Unraveling psoriasis: Basic science, clinical research provide new insights on immunologic basis

Findings from multiple types of studies point to IL-23 as a master cytokine in the pathogenesis of psoriasis.

Key Points

Speaking at MauiDerm '09, Dr. Blauvelt reviewed data from immunologic, genetic, and preclinical and clinical therapeutic studies supporting the concept that psoriasis is a Th17-dependent disease in which IL-23 acts as a master cytokine.

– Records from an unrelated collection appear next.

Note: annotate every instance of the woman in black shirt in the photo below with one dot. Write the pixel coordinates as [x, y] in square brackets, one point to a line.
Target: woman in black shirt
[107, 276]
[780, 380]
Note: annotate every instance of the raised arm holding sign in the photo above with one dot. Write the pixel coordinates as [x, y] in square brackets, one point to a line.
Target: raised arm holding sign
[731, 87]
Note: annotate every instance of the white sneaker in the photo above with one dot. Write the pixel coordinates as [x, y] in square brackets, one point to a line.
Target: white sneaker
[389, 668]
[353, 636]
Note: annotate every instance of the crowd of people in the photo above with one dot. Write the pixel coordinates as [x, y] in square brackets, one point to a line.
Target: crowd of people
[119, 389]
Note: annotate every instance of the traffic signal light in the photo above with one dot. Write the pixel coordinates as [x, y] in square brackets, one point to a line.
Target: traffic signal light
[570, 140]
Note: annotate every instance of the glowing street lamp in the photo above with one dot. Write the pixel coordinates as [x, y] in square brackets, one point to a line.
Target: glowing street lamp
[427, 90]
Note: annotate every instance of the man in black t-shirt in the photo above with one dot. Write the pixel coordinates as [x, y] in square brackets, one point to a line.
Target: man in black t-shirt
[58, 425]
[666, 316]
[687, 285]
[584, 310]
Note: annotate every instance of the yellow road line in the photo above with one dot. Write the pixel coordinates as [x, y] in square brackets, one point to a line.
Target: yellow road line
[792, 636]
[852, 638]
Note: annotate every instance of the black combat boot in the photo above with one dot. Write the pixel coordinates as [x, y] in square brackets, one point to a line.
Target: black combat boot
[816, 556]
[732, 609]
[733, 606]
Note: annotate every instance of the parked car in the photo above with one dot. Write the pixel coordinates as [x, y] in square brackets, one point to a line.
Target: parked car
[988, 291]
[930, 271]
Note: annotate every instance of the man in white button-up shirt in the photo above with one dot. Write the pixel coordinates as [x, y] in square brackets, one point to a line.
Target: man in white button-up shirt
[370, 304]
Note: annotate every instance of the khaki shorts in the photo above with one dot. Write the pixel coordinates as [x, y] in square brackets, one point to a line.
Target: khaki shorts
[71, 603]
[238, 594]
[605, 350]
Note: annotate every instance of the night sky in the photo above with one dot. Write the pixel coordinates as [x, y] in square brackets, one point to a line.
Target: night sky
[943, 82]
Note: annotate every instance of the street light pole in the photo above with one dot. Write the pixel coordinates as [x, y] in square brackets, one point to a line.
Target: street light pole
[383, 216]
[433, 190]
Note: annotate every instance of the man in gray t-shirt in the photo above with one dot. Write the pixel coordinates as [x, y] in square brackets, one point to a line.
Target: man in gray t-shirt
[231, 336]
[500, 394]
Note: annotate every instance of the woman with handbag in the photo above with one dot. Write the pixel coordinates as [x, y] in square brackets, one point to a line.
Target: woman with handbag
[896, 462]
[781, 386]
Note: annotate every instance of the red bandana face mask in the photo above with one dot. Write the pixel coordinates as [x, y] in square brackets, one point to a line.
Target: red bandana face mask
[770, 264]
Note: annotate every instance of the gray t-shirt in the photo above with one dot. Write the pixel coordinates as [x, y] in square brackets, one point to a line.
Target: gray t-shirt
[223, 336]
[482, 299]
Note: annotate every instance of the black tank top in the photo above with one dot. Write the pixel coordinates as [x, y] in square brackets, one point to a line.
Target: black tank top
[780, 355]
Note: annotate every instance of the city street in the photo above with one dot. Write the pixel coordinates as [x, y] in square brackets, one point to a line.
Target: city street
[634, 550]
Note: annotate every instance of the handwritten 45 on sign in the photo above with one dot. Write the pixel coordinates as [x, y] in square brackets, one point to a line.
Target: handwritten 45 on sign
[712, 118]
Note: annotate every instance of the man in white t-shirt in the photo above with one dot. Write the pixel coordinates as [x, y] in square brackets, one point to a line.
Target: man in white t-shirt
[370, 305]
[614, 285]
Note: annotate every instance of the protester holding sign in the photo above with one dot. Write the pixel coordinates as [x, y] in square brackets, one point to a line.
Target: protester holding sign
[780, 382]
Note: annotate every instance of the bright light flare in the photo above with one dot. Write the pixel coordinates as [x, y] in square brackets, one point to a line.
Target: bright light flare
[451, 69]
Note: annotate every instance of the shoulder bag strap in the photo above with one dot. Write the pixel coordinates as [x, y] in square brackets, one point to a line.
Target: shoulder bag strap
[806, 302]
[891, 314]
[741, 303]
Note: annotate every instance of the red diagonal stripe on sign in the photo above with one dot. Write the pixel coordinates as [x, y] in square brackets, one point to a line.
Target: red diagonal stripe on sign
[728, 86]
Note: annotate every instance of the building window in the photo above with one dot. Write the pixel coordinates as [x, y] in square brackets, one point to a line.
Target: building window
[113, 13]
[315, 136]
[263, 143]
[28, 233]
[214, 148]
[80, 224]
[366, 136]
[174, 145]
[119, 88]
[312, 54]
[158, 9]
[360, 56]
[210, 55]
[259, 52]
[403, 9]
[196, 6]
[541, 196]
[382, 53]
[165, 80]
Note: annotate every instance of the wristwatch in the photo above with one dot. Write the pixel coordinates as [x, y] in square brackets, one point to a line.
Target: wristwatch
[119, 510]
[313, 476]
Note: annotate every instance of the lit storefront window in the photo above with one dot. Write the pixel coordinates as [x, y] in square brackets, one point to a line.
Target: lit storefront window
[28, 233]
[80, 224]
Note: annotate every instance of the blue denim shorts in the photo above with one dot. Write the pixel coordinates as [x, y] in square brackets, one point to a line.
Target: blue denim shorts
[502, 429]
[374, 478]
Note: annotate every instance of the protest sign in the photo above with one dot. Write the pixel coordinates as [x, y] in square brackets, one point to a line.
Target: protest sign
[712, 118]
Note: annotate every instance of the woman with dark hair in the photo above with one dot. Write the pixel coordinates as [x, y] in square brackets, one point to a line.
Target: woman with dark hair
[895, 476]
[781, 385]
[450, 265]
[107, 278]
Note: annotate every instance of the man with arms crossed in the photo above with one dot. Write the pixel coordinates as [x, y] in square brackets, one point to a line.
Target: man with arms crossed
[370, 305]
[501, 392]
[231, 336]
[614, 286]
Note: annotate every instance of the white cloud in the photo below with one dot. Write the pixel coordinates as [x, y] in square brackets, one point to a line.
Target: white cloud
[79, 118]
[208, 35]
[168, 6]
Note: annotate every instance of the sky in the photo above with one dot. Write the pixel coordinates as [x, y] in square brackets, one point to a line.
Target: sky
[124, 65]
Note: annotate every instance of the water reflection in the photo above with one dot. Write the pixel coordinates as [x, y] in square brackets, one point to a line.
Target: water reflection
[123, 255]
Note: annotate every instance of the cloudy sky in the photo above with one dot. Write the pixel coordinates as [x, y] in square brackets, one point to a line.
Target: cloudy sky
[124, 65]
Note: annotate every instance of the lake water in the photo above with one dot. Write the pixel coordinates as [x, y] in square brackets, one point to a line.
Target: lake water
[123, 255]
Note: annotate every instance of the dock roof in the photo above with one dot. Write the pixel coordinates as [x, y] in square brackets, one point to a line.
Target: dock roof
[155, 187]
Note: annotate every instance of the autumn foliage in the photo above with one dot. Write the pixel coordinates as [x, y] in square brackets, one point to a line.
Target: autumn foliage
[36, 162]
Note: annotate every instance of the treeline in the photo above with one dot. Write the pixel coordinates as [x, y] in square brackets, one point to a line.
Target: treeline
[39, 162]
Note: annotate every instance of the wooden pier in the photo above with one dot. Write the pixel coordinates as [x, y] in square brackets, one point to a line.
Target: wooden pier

"Much of this story has yet to be unraveled, but it is important for dermatologists to be knowledgeable about the basic science because new biologics acting as anti-IL-12/IL-23 agents will soon be in our hands," Dr. Blauvelt says.

"The idea that IL-23 may be a master cytokine is very exciting, considering that about 1,400 genes have been identified so far as being upregulated in psoriasis.

"Sorting through all of those alterations to identify potential therapeutic targets presents a complex challenge that could be circumvented by identifying the initiator," says Dr. Blauvelt, who is also chief, dermatology service, VA Medical Center, Portland, Ore.

Histology

Histologic studies showing that there is an overabundance of the IL-23-producing dendritic cells in the dermis of psoriatic skin represents one line of evidence of the importance of IL-23.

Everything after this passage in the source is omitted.